One thing most people don’t know about me… Something most people don’t know about me is that I briefly worked on a computer science team for an archaeology professor in my undergrad, where I helped program a database for his team to store all of their excavation data. It was this archaeology professor who introduced me to the biological anthropology professor who ultimately inspired my interest in epigenetics. It was also that anthropology professor who connected me with Tom, which lead to me coming on this trip. A series of grand coincidences!
Today we had our rest day in Pheriche.

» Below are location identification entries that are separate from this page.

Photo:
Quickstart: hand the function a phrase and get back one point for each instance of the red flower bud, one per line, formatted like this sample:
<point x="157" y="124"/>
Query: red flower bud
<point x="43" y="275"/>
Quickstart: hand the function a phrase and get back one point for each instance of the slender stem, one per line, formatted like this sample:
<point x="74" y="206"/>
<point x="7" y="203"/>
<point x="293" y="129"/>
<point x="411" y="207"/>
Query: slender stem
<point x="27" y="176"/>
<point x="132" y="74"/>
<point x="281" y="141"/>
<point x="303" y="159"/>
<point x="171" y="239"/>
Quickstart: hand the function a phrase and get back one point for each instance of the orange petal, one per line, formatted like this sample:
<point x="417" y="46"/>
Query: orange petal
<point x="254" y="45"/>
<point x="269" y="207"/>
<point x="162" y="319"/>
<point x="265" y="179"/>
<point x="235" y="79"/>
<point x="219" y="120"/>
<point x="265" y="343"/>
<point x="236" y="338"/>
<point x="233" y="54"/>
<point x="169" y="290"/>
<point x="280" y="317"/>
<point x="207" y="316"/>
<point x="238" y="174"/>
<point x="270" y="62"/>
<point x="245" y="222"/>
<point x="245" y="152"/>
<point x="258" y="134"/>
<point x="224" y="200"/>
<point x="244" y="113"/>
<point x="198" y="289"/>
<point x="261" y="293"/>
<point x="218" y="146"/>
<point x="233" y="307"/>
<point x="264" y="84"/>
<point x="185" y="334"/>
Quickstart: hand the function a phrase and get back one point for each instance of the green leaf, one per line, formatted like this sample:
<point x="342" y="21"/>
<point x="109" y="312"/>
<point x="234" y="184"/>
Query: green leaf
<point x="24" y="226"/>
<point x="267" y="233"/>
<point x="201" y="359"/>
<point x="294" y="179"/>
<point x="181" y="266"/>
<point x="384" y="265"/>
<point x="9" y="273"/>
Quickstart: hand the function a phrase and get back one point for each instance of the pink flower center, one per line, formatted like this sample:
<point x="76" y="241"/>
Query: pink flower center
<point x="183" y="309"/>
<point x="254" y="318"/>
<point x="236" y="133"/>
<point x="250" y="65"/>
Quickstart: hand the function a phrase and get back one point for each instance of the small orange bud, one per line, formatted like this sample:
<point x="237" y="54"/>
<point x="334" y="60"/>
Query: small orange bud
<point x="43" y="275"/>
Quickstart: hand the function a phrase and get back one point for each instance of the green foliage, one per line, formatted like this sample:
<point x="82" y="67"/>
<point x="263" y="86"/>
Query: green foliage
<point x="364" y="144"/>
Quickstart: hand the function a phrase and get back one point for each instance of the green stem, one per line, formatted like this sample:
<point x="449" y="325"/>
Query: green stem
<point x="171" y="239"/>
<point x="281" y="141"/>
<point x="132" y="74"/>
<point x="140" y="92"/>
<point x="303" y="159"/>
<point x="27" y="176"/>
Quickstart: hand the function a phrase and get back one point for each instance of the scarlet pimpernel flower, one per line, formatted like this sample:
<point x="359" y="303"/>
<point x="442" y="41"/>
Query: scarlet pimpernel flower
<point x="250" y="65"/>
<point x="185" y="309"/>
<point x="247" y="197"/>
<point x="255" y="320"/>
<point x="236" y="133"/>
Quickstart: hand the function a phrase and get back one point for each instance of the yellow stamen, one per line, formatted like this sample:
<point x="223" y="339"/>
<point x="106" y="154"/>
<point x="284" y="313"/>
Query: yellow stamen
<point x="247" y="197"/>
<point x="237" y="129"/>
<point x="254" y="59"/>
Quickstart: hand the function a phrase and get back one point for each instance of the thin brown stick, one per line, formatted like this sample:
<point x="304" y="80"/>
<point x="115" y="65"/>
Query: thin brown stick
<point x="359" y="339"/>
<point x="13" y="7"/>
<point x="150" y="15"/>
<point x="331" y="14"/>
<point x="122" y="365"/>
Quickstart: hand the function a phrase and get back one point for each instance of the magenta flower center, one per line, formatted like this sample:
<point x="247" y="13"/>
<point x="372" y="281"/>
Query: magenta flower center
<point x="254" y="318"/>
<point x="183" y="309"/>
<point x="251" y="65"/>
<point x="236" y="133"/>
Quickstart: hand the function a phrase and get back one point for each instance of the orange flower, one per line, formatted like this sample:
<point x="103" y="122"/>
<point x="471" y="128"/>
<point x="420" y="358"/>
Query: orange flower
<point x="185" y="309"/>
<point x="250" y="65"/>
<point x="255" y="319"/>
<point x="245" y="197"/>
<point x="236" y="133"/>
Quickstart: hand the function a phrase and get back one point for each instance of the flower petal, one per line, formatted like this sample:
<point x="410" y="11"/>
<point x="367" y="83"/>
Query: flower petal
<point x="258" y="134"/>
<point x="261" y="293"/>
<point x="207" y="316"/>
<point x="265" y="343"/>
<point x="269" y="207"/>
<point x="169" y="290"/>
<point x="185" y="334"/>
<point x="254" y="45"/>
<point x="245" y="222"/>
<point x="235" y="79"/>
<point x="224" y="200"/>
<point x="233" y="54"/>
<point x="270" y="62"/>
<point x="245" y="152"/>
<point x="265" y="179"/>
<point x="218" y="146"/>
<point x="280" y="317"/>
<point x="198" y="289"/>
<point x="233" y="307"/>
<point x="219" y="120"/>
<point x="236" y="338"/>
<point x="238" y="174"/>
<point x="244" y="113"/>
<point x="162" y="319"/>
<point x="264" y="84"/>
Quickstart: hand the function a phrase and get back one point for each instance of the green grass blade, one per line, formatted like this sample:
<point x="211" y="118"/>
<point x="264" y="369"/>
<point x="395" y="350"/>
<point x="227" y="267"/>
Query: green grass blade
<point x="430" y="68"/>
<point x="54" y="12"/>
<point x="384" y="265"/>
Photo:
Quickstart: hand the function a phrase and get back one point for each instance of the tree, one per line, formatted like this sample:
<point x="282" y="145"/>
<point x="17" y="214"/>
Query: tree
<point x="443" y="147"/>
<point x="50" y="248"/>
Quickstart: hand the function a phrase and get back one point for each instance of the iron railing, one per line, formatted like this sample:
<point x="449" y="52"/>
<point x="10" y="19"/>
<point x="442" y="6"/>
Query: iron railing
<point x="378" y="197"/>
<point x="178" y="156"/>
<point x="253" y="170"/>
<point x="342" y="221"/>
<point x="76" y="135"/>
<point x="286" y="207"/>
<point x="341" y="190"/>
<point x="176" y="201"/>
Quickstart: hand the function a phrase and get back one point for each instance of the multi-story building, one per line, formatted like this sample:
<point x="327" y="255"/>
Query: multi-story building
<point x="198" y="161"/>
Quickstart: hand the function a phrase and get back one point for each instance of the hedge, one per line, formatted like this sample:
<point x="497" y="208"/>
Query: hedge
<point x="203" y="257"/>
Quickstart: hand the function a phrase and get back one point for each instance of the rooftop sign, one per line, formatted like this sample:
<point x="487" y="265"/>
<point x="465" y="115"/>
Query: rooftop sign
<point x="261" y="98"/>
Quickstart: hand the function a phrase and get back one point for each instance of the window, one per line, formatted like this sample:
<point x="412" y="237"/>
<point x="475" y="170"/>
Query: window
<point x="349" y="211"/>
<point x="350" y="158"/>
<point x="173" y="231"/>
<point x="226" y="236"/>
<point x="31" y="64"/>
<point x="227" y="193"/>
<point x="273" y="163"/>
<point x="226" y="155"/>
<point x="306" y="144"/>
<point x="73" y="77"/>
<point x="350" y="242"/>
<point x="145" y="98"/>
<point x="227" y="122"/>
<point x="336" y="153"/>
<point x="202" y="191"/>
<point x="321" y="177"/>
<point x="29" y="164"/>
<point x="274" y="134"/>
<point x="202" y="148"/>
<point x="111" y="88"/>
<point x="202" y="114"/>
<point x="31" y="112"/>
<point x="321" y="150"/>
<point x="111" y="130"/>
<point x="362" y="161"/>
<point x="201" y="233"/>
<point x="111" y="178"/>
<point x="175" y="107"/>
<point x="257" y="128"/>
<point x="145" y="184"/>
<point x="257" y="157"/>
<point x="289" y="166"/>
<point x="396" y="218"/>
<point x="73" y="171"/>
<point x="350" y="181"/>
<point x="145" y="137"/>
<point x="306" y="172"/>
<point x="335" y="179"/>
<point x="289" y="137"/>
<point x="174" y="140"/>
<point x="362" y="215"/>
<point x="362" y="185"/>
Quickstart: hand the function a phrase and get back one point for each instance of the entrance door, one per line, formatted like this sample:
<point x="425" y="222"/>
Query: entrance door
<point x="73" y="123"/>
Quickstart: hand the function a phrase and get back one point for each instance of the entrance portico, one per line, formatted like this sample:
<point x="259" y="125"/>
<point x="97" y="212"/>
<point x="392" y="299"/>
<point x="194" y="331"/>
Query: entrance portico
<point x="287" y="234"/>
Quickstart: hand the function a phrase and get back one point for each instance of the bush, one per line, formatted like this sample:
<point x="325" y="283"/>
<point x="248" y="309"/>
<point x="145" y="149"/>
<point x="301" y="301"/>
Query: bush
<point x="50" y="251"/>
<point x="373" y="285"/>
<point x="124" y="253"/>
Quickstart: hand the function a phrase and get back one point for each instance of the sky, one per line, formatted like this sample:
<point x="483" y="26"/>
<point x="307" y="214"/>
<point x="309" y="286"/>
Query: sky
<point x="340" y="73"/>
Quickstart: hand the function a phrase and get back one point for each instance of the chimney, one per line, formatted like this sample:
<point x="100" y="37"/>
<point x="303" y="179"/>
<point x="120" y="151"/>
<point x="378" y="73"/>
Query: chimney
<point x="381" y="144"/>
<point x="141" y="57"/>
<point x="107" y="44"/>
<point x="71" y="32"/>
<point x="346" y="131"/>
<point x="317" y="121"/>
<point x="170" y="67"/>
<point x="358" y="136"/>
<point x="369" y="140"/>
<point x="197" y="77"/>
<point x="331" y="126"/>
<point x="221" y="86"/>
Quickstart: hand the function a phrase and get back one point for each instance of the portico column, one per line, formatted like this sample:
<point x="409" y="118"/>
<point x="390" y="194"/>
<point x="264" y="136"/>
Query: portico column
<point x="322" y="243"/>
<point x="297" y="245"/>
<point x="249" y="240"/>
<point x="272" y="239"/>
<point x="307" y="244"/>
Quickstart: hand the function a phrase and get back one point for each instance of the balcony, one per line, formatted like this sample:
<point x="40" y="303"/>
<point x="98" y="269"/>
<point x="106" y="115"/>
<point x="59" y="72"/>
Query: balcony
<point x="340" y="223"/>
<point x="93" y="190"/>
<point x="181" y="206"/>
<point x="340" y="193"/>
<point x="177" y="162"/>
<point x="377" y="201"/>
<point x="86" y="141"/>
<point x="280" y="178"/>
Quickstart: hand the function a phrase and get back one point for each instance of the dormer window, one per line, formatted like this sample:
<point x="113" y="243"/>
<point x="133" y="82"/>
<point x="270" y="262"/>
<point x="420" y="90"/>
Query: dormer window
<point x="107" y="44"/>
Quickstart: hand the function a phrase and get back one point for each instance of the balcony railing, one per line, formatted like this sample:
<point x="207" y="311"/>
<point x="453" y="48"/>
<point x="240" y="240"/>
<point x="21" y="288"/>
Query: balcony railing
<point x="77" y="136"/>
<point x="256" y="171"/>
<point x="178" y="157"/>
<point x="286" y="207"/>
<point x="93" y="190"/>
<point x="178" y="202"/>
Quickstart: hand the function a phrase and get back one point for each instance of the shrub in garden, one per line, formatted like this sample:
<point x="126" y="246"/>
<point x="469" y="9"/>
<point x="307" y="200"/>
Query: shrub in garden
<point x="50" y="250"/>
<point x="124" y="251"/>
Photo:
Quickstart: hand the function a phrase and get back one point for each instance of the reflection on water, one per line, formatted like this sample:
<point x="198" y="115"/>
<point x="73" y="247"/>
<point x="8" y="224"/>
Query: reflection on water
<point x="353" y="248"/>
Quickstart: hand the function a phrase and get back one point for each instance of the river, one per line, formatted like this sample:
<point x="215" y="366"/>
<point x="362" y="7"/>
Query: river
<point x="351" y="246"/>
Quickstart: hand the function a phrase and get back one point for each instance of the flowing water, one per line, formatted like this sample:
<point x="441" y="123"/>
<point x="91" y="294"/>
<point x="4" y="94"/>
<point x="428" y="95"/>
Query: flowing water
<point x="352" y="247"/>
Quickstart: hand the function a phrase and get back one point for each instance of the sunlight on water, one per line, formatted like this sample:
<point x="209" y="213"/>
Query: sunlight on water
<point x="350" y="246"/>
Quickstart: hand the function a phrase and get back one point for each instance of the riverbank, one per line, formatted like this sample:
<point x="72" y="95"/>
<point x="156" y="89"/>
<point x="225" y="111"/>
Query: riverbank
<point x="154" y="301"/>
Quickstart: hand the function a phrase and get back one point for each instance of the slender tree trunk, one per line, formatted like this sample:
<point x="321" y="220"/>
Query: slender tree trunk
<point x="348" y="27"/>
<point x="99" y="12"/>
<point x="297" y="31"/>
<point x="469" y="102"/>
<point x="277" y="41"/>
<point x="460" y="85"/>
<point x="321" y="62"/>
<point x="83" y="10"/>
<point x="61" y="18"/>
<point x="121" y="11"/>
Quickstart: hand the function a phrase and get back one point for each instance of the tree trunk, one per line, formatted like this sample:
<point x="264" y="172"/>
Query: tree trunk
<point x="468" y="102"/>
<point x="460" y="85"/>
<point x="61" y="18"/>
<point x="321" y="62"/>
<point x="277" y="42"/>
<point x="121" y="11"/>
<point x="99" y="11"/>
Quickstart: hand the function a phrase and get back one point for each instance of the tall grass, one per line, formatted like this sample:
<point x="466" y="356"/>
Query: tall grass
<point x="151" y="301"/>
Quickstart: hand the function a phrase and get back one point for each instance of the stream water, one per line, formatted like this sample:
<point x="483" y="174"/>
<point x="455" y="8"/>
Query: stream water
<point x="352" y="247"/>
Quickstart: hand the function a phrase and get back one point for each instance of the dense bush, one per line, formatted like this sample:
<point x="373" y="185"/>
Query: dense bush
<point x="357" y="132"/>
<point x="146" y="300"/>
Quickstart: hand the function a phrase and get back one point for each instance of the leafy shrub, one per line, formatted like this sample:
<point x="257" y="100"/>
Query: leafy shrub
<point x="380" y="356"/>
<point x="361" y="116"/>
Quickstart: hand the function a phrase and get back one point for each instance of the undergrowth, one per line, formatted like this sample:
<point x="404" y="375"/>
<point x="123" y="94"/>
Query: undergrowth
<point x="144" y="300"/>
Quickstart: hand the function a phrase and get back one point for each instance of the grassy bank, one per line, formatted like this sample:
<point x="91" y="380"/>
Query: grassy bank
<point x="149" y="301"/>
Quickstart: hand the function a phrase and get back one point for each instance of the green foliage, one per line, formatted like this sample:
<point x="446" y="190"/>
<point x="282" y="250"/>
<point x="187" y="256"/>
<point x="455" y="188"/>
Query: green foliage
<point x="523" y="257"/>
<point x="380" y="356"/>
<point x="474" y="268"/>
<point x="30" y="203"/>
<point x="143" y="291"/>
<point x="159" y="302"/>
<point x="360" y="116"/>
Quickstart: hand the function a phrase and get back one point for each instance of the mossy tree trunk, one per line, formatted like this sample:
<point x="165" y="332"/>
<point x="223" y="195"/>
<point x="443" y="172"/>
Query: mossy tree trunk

We’re being put up in a beautiful lodge owned and run by the family of our Sherpa guide Nima. Bright and early this morning we started data collection for several of the research projects. We were sprawled all over the common room, measuring breathing and blood pressures, as well as collecting saliva, blood, and urine. Our hosts have been very gracious to let us use their lodge as our lab space. The mornings of measurements (which we call dailies plus) are always hectic. Researchers double as participants, and the morning turns into a tornado of activity. Somehow, we manage to get it all done in about 2 hours (with a few spills here and there). After the morning measurements, everyone sits down to eat breakfast on the very same tables we were using for research. Everyone seemed quite happy to get a tortilla and egg this morning; yay breakfast burritos!
After breakfast, the other, more specific research projects continued. Cognitive function testing for all of the Syracuse students. I can only speak for myself, but the tests are way harder at 4,200m! Additionally, Wes ran a brain blood flow research project on a smaller subset of students with the help of the Canadian team. For all those students and researchers not actively participating or running research, the late morning and early afternoon are free and open. Some students walked down to the memorial for those that died on Everest, others did laundry, and a large group of us sat in the common room and played games.
At one point, we had a group of 14 people playing a game called Werewolf, in which villagers are pitted against werewolves. The game is supposed to be a friendly debate-style game where the villagers attempt to root out the murderous werewolves. However, it usually descends into a verbal bloodbath of accusations and yelling and finger pointing. We may have gotten a bit loud at certain points, yelling that certain players were definitely werewolves and needed to be executed. We may have also been briefly chastised for our volume and language. Whoops.
After games and lunch, we began the academic part of the trip. Tom gave a lecture on his life’s work, researching native high altitude populations. The lecture was wonderful, and even included a small competition between Nima and Trevor. They competed with respect to forced vital capacity (FVC) which is a measure of how much air a person can hold in their lungs. High altitude natives exhibit several physiological differences from lowlanders, including bigger lungs. But the question is: do those bigger lungs actually confer an advantage at altitude? At least in the case of Nima and Trevor, Nima had a notably larger lung capacity, which could confer an advantage at altitude by increasing the amount of oxygen he can take into his body.
Following the academic portion of the day, we moved into dinner, where we had the unexpected pleasure of speaking to an Everest guide who recently summited, as well as a base camp manager. They were lovely, and allowed us to pepper them with all sorts of questions about the work they do. Truly a once in a lifetime experience to be able to pick the brains of two people fresh off of an Everest summit expedition.